Me retiré del lugar y volví hacia donde estaba mi abuela; tenía los ojos húmedos y la respiración atascada. Sentía pena por la pena del diablo de la envidia, quien, retorciéndose entre espasmos de dolor, fingía morirse entre los diablos que, brincando al compás de la música que hacía vibrar el ámbito, seguían su marcha en dirección al santuario de la Virgen del Socavón.

— Ahora sabes lo que es la envidia, ¿no? — dijo mi abuela, mirándome por encima del hombro.

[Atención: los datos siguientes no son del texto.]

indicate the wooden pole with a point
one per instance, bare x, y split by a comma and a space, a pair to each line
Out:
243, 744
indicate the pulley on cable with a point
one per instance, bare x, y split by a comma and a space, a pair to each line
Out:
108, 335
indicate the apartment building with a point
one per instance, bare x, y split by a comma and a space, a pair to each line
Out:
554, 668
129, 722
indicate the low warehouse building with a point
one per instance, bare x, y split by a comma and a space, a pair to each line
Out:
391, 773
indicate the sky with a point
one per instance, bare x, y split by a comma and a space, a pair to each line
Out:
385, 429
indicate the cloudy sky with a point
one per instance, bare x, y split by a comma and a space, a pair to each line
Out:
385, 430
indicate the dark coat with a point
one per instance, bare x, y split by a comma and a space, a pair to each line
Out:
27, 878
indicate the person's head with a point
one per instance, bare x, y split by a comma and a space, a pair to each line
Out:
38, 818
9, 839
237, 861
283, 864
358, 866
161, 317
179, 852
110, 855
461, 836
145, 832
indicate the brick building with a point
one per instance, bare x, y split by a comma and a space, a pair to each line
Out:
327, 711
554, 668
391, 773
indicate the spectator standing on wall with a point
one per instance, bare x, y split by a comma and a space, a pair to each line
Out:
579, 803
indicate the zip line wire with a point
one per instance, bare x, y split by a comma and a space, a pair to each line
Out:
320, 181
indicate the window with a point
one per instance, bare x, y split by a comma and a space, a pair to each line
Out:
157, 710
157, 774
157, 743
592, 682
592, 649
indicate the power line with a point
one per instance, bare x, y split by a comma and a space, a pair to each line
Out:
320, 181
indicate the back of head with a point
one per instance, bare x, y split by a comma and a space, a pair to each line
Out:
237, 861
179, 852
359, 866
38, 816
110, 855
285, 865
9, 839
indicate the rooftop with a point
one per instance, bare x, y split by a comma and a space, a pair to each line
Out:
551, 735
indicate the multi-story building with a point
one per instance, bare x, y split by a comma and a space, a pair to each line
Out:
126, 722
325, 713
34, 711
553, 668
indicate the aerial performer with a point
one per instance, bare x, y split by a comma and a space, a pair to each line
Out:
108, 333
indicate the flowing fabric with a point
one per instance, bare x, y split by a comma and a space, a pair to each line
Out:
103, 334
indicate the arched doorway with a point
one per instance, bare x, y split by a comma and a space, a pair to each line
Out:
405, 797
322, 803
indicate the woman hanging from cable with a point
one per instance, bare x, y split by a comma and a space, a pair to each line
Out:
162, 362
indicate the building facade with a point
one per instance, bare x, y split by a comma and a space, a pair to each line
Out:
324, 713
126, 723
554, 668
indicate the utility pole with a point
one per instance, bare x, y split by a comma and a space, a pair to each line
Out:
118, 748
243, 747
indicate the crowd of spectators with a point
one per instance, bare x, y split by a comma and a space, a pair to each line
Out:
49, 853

— Sí — contesté con voz quebrada—. Ahora sé que el envidioso es un ser repugnante como ese diablo de máscara amarilla…

De vuelta a casa, mi abuela me tomó de la mano y me condujo entre el caos de la multitud, que iba y venía bajo un cielo más nublado que antes. Caminé cabizbajo y en silencio, sin dejar de pensar en que tanto el diablo de la envidia como el arcángel San Miguel eran los personajes que representaban las virtudes y los defectos humanos, como si fuesen el anverso y el reverso de una misma moneda.

Por la noche, impactado todavía por la fantasía de los trajes y las máscaras de los diablos, comí la cena que mi abuela recalentó en la hornilla y me acosté persignándome tres veces, para que esos seres infernales no se me aparecieran en los sueños ni mi abuela volviera a repetirme la frase: “¡Te van a llevar los diablos!”.

GLOSARIO

Ch’arkhikan: Plato de comida que se prepara con carne de llama secada al sol.

Chinasupay: Diablesa. Deidad y esposa del Tío.

Huari: Deidad mitológica de los urus, protector de los auquénidos y personaje simbolizado por el Tío de la mina.

Khasi: Fácil de rasgar.

Jukumari: Oso. Simboliza la fuerza del pueblo andino, pero también la penetración europea en el territorio de los urus.

Llaj’wa: Picante hecho con tomate, locoto, killkiña (planta aromática) y un poco de sal que se muele en batán.

Mallku: Cóndor. Deidad de la teogonía andina.

Moq’ochinchi: refresco de durazno seco.

Quemapecho: Aguardiente con alto grado de alcohol.

Ranga-ranga: Comida preparada con panza de vaca, patata, chuño, ají amarillo en vaina cocido con un ahogado (guiso), cebolla y tomate picados.

Tío: Deidad. Diablo y dios tutelar que habita en el interior de la mina. Los mineros le temen y le brindan ofrendas.